Di lain pihak, dia mengecam dengan pedas para pengikut Aristoteles dan sikap-sikap teologis. Kekekalan dunia melibatkan konsep eksistensi tak berbatas yang tak kurang mustahil dibandingkan gagasan tentang rentangan tak berbatas.

Eksistensi semacam itu tidak dapat lepas dari kejadian-kejadian yang diciptakan dan karena itu tidak dapat mendahului mereka dalam hal waktu dan yang tidak dapat ada sebelum kejadian-kejadian yang tercipta itu pasti tercipta secara lambat-laun. Begitu pula, konsep creatio ex nihilo tidak dapat mempertahankan penelitiannya yang seksama.
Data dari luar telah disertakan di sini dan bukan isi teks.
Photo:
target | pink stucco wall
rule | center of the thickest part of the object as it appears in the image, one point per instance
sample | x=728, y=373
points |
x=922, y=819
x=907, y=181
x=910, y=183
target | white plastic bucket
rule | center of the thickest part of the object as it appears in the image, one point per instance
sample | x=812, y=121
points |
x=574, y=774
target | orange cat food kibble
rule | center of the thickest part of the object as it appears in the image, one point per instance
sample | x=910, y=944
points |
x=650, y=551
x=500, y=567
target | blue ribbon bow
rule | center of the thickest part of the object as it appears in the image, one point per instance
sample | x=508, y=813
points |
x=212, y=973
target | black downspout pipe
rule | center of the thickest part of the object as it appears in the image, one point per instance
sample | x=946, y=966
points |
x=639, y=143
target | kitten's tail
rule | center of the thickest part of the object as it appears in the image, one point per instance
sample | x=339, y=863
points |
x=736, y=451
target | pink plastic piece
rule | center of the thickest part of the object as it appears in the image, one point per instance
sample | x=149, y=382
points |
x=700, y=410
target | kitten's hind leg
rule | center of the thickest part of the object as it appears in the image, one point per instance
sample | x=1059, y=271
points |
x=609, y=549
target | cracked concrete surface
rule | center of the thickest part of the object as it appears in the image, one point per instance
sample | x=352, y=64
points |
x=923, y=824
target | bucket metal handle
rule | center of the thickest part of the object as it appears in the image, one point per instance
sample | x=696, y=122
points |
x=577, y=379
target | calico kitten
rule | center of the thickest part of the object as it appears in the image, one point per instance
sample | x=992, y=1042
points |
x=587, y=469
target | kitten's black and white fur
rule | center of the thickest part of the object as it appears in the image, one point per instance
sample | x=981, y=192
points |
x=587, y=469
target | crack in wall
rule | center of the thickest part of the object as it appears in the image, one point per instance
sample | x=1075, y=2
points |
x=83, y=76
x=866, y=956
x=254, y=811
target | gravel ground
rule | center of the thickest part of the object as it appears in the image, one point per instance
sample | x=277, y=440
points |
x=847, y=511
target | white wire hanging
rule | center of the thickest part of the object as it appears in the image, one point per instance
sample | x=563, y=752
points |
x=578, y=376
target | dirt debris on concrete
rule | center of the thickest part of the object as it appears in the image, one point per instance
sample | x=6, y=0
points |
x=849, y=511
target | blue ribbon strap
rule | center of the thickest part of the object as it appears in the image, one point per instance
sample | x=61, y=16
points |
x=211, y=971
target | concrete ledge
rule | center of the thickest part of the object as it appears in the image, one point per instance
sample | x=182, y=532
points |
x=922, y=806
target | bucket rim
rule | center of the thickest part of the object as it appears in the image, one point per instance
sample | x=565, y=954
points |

Sebagaimana al-Ghazali, dia mengemukakan bahwa gagasan mengenai kemaujudan sebelum ketidak maujudan tidak dapat dipahami tanpa anggapan bahwa waktu itu telah ada sebelum dunia ada tapi waktu itu sendiri merupakan suatu kejadian tak terpisahkan dari dunia, dan karena itu kemaujudannya mendahului kemaujudan dunia dikesampingkan. Lagi, segala yang tercipta pasti membutuhkan Pencipta.

Kalau begitu mengapa sang Pencipta menciptakan dunia saat itu dan bukan sebelumnya? Apakah hal itu dikarenakan oleh sesuatu yang terjadai atas-Nya? Tentu saja tidak, sebab tiada sesuatu pun maujud sebelum Dia untuk membuat sesuatu terjadi atas-Nya. Apakah hal itu meski dianggap bersumber dari suatu perubahan yang terjadi atas sifat-Nya? Tapi adakah yang dapat menyebabkan terjadinya perubahan tersebut?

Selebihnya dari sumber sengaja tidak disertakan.